De nombreux observateurs remarquent un recul de la condition féminine depuis une ou deux décennies. Et si un certain féminisme était responsable de cette régression ?
C'est en avril 2016 qu'Eugénie Bastié publie son premier ouvrage Adieu Mademoiselle (Éditions du Cerf). Les thèses qu'elle y défend sont au cœur de ce débat.
A abolir la prostitution, mais autoriser la GPA. Supprimer la différence des sexes, mais exiger l’égalité des fonctions. Réclamer l’abolition de la maternité, mais accepter l’imposition du voile. Se proclamer progressiste, mais enchaîner la condition féminine au Marché. Soixante-dix ans après Simone de Beauvoir, Eugénie Bastié dévoile la misère du néoféminisme contemporain.
Car si l’égalité des droits est actée, le contrôle de la fécondité acquis et le système de la parité rendu obligatoire, les nouvelles ayatollettes entendent poursuivre sans fin le combat, et lutter sans relâche pour un monde déjà advenu. Quitte, pour exister, à promouvoir les pires cauchemars d’Orwell, jusqu’à en oublier les véritables menaces qui pèsent sur le corps féminin.
Des laboratoires de la Silicon Valley aux plateaux de l’Eurovision, du tapage des Femen au déni de Cologne, des colloques queer et trans aux réseaux sociaux de la délation, de l’invasion des ministères à la désertion des banlieues, son enquête intellectuelle montre comment, sous prétexte de militantisme, l’idéologie postmoderne travaille à la défaite des femmes. Et, plus largement, à la disparition d’une humanité partagée.

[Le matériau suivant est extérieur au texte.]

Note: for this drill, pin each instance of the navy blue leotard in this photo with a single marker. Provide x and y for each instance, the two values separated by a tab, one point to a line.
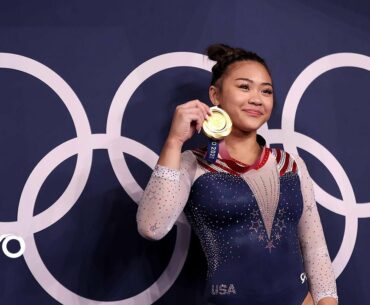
258	226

Eugénie Bastié n’est pas féministe puisque le féminisme n’est, pour elle, rien d’autre qu’une idéologie. Mais comme elle le soulignait récemment dans les colonnes des Inrocks : "On peut très bien être sensible à la condition des femmes et vouloir qu’elles soient épanouies sans être féministe, c’est à dire adhérer à une lecture du monde inventée par Simone de Beauvoir qui consiste à percevoir les relations entre hommes et femmes sous le prisme d’une domination qui dure depuis des siècles. C’est une vision quasi-complotiste du monde et même si j’entends sa critique, je n’y adhère pas. On est tous d’accord sur le fait qu’il y a des constructions sociales de la féminité et de la masculinité mais je crois que la différence des sexes existe et qu’on bâtit dessus des codes sociaux qui ne sont pas forcément dégradants."